Gabriele D'Annunzio, viveur e vate: il contagio osmotico tra vita e arte
Gabriele D'Annunzio: il dannunzianesimo tra mondanità, prosa e poesia.
Gabriele D'Annunzio - Gabriele D'Annunzio nasce a Pescara il 12 marzo del 1863. Conseguiti gli studi liceali, nel 1874 pubblica una raccolta di versi “Primo vere”. Giuseppe Chiarini scriverà sul “Fanfulla della Domenica” che nell'olimpo della letteratura italiana c'è un nuovo poeta: Gabriele D'Annunzio.
Tuttavia, tra dalla fine dell'Ottocento fino alla Prima Guerra Mondiale, D'Annunzio esercita la propria influenza sia come scrittore che come viveur.

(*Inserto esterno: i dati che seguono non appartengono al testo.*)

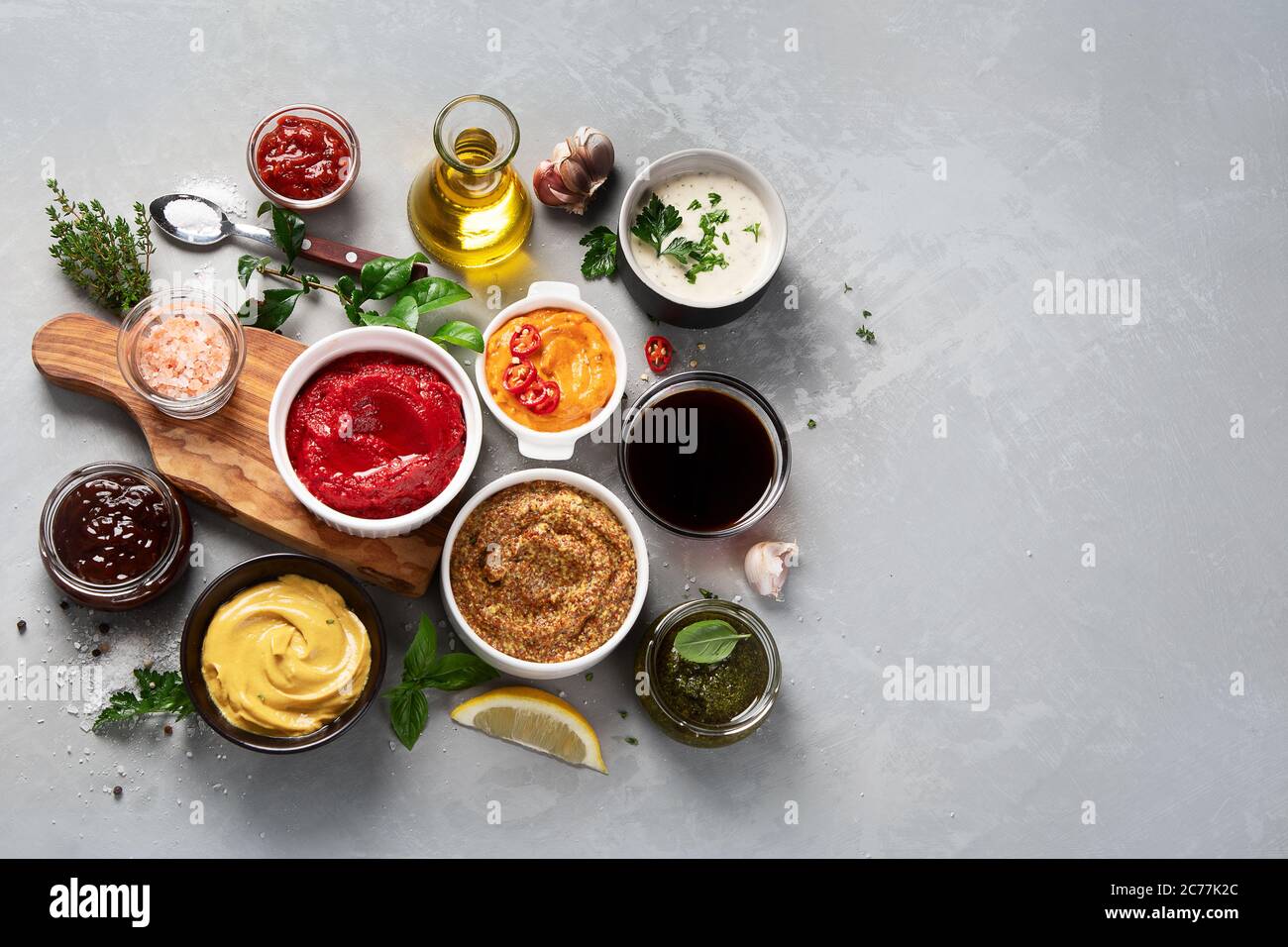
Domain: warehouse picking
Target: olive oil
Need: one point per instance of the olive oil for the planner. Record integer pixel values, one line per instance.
(469, 208)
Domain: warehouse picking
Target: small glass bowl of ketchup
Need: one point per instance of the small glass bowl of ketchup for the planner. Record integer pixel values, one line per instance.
(303, 158)
(115, 535)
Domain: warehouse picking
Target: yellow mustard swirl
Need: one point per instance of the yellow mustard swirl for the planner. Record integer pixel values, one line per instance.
(284, 657)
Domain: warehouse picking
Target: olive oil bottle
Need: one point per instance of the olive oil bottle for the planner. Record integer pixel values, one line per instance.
(469, 208)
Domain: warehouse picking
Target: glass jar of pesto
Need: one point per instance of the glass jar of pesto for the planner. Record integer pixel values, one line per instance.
(707, 703)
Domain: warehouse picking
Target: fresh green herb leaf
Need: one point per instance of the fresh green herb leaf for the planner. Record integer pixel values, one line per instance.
(433, 292)
(600, 257)
(270, 311)
(458, 333)
(679, 248)
(384, 275)
(287, 231)
(656, 223)
(420, 656)
(703, 262)
(160, 692)
(103, 256)
(423, 669)
(249, 265)
(711, 219)
(707, 642)
(408, 712)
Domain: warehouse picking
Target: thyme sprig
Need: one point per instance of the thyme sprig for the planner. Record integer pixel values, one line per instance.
(106, 257)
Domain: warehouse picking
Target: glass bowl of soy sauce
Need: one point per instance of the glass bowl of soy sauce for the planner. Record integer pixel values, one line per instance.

Il culto della bellezza, il contagio osmotico tra vita e arte, il mito superomistico sono alcuni dei tratti distintivi che caratterizzano il “dannunzianesimo”. La vitalità mondana di D'Annunzio, costellata da scandali e duelli, confluisce in una prosa ricercata nella quale riversare biografia e gusto decadente.
Opere - Il protagonista del “Piacere” (1889), Andrea Sperelli riassume in sé sensualità, noia e sofisticatezza; quello de “Le Vergini delle rocce” (1896), Claudio Cantelmo, il culto della bellezza e il ribrezzo per la volgarità in ogni sua variante: Cantelmo, infatti, è un personaggio che nasce dopo le letture di D'Annunzio di Nietzsche. Nella rielaborazione del mito del superuomo, in romanzi e opere teatrali, echeggia la priorità dell'affermazione individuale nella società. Al superuomo si contrappone la figura della donna fatale che si nutre di eros e ne ostacola il successo.
Il piacere - Della parabola decadente di Sperelli, avido di piacere lungo il motto paterno “bisogna fare la propria vita come un’opera d’arte”, Robert Musil ricorda nei “Diari 1899-1941” alcune annotazioni sul romanzo che gli ha fatto conoscere l'arte moderna, impressionato dalla “diffusa immoralità e un altrettanto diffuso estetismo” avvertito nella lettura: “Contiene una bella descrizione di una corsa di cavalli. Non l'ho più trovata così bella. Abbiamo conosciuto altre concezioni di lotta e di sforzo vitale. Una scena in cui la futura amante sale la scala davanti agli occhi dell'ammiratore. Qui il passo: «Le spalle emergevano pallide come l'avorio polito, divise da un solco morbido» l'ho trovato straordinario ancora adesso. L'aggettivo morbido è difficile da trovare. […] Egli è anche tra i pochi che sono capaci di descrivere un volto in maniera che lo si veda realmente e che non sia descritto semplicemente per l'autore. Poi ho notato che la sua acribia negli interni, nelle toilettes e simili va spesso troppo in là e che egli pratica dichiaratamente la tecnica del paragonare persone, posizione, gesti, a quadri noti e ignoti. In un modo che suscita l'impressione di snobismo”.
Poesie - Secondo molti critici, D'Annunzio fu soprattutto un poeta con una varietà e benevolenza tematica senza precedenti: nelle prime raccolte (“Canto novo”, “Intermezzo”) esprime il godimento verso ogni manifestazione della natura; in “Poema paradisiaco” (1893) c'è la malinconia e il desiderio di rinascita; in “Maia” (1903) celebra i destini degli eroi; in “Merope” (1912) è il vate patriottico e glorificatore della nazione. Anche la produzione poetica è suggellata dall'impellente ricerca estetica e dall'amore per la parola.
Notturno - Il D'Annunzio notturno asseconda il distacco dal mito superomistico e il sentimento di sconfitta. L'atterraggio di fortuna nel 1916 gli costa un lungo periodo di degenza costretto all'immobilità: nell'oscurità, con gli occhi bendati, compone il “Notturno” - la cui edizione definitiva viene pubblicata nel 1921 - su cartigli, strisce di carta di una sola riga. La raccolta lirica assimila ricordi e riflessioni, la sofferenza impone una revisione esistenziale: la compassione di una sorte collettiva, universalmente condivisa dall'umanità, fa breccia nello spirito.